How the Purchasing Managers' Index Works
The PMI is compiled and released monthly by the Institute for Supply Management (ISM). The PMI is based on a monthly survey sent to senior executives at more than 400 companies in 19 primary industries, which are weighted by their contribution to U.S. GDP. The PMI is based on five major survey areas: new orders, inventory levels, production, supplier deliveries, and employment. The ISM weighs each of these survey areas equally. The surveys include questions about business conditions and any changes, whether it be improving, no changes, or deteriorating.
The headline PMI is a number from 0 to 100. A PMI above 50 represents an expansion when compared with the previous month. A PMI reading under 50 represents a contraction, and a reading at 50 indicates no change. The further away from 50 the greater the level of change. The PMI is calculated as:
PMI = (P1 * 1) + (P2 * 0.5) + (P3 * 0)
P1 = percentage of answers reporting an improvement
P2 = percentage of answers reporting no change
P3 = percentage of answers reporting a deterioration
Other companies also produce PMI numbers, including IHS Markit Group, which puts out the PMI for various countries outside the U.S.
How the PMI Affects Economic Decisions
The PMI and relevant data produced monthly by the ISM from its surveys are critical decision-making tools for managers in a variety of roles.
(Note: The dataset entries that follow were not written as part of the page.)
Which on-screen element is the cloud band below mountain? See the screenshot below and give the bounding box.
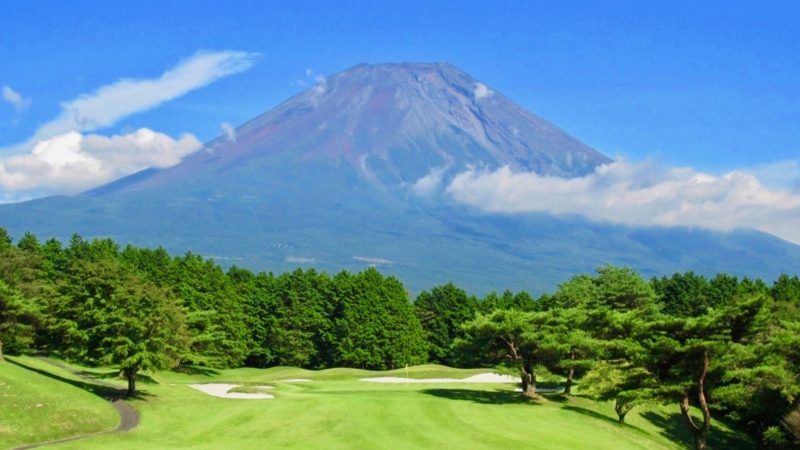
[446,161,800,243]
[0,128,202,197]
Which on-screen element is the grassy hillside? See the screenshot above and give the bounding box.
[0,358,748,449]
[0,357,119,448]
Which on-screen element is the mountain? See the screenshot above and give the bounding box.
[0,63,800,293]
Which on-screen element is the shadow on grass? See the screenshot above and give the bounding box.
[641,411,753,450]
[561,405,620,428]
[420,389,536,405]
[6,358,150,401]
[172,366,220,376]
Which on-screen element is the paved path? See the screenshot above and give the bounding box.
[14,357,139,450]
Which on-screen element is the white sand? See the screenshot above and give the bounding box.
[360,373,519,383]
[189,383,275,400]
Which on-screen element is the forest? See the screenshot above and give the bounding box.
[0,228,800,449]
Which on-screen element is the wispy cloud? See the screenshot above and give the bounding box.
[446,161,800,243]
[0,51,257,200]
[1,86,31,113]
[353,256,394,267]
[0,128,202,196]
[28,51,256,140]
[411,166,448,195]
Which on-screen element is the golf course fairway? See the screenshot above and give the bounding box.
[0,358,752,449]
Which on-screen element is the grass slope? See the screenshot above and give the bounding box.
[0,357,119,448]
[3,365,750,449]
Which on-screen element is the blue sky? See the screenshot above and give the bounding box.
[0,0,800,239]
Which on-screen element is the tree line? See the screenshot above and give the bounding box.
[0,228,800,449]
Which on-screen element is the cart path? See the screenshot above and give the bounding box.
[14,356,139,450]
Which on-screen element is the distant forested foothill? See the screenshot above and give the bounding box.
[0,228,800,449]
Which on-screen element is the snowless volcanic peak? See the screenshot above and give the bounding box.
[198,63,609,181]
An automobile manufacturer, for example, makes production decisions based on the new orders it expects from customers in future months. Those new orders drive management's purchasing decisions about dozens of component parts and raw materials, such as steel and plastic. Existing inventory balances also drive the amount of production the manufacturer needs to complete to fill new orders and to keep some inventory on hand at the end of the month.
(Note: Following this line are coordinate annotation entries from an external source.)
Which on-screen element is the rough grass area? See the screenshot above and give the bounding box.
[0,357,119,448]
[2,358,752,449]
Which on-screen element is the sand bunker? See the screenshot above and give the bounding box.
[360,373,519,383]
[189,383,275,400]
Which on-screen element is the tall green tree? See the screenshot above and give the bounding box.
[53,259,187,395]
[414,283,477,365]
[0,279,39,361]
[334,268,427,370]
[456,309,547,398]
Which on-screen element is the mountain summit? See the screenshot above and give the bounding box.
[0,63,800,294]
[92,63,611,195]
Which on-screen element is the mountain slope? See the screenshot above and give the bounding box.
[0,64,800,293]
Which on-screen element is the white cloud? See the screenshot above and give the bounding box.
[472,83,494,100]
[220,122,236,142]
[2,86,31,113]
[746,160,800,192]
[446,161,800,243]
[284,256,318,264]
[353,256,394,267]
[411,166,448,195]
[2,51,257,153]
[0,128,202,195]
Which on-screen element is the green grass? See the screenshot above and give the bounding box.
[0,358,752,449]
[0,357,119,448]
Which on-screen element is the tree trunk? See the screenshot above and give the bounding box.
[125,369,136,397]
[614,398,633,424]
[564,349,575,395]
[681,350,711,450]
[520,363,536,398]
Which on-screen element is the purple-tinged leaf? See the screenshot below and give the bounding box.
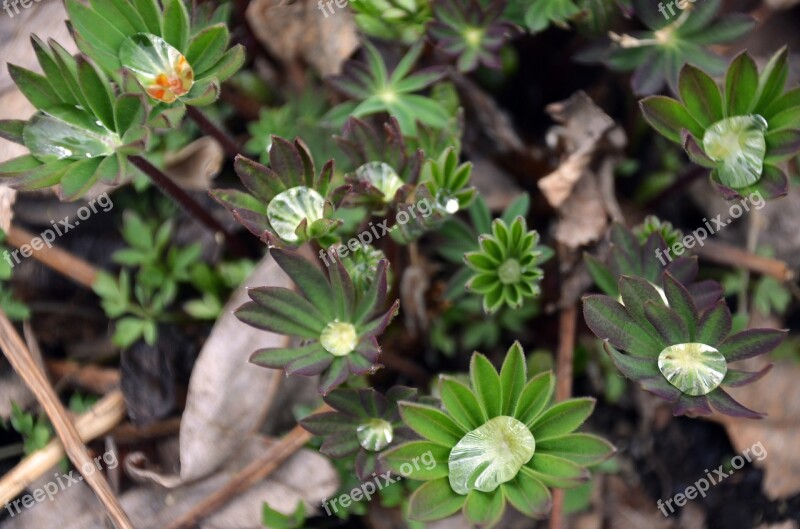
[706,388,766,419]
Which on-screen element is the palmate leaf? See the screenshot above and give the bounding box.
[326,42,450,136]
[66,0,244,106]
[0,38,150,200]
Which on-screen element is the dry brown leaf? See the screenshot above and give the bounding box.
[538,92,626,248]
[711,358,800,500]
[247,0,359,77]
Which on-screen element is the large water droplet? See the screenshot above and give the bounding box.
[356,419,394,452]
[319,320,358,356]
[267,186,325,242]
[447,416,536,494]
[119,33,194,103]
[356,162,403,202]
[703,114,768,189]
[658,343,728,396]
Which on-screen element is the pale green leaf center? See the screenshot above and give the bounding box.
[356,419,394,452]
[703,114,767,189]
[267,186,325,242]
[447,416,536,495]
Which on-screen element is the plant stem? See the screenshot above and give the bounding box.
[6,224,97,289]
[128,154,248,256]
[186,105,242,159]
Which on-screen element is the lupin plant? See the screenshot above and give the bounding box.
[66,0,244,106]
[380,343,614,527]
[328,42,449,136]
[429,0,515,72]
[300,386,417,480]
[598,0,755,95]
[236,248,399,395]
[583,272,786,419]
[641,48,800,200]
[464,217,545,314]
[211,137,349,246]
[0,36,151,200]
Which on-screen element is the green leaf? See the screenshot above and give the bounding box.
[725,52,758,116]
[112,317,145,349]
[678,64,723,127]
[161,0,189,53]
[469,353,503,418]
[0,119,25,145]
[270,248,336,321]
[8,63,61,109]
[536,433,616,465]
[583,295,662,357]
[500,342,528,416]
[440,376,488,431]
[639,96,704,143]
[522,453,590,488]
[381,441,450,481]
[464,490,506,527]
[31,35,72,105]
[66,0,127,67]
[399,402,467,448]
[408,478,467,522]
[60,157,103,201]
[583,252,619,297]
[513,371,556,427]
[186,24,230,77]
[180,80,220,107]
[132,0,161,35]
[78,57,115,130]
[531,398,595,443]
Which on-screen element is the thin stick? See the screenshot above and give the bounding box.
[0,310,134,529]
[186,105,242,160]
[166,405,330,529]
[0,390,125,504]
[695,241,795,283]
[6,224,97,288]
Suppliers also make decisions based on the PMI. A parts supplier for a manufacturer follows the PMI to estimate the amount of future demand for its products. The supplier also wants to know how much inventory its customers have on hand, which also affects the amount of production its clients must generate. PMI information about supply and demand affects the prices that suppliers can charge. If the manufacturer's new orders are growing, for example, it may raise customer prices and accept price increases from its suppliers. On the other hand, when new orders are declining, the manufacturer may have to lower its prices and demand a lower cost for the parts it purchases. A company can use the PMI to help plan its annual budget, manage staffing levels, and forecast cash flow.
Investors can also use the PMI to their advantage because it is a leading indicator of economic conditions. The direction of the trend in the PMI tends to precede changes in the trend in major estimates of economic activity and output, such as the GDP, Industrial Production, and Employment. Paying attention to the value and movements in the PMI can yield profitable foresight into developing trends in the overall economy.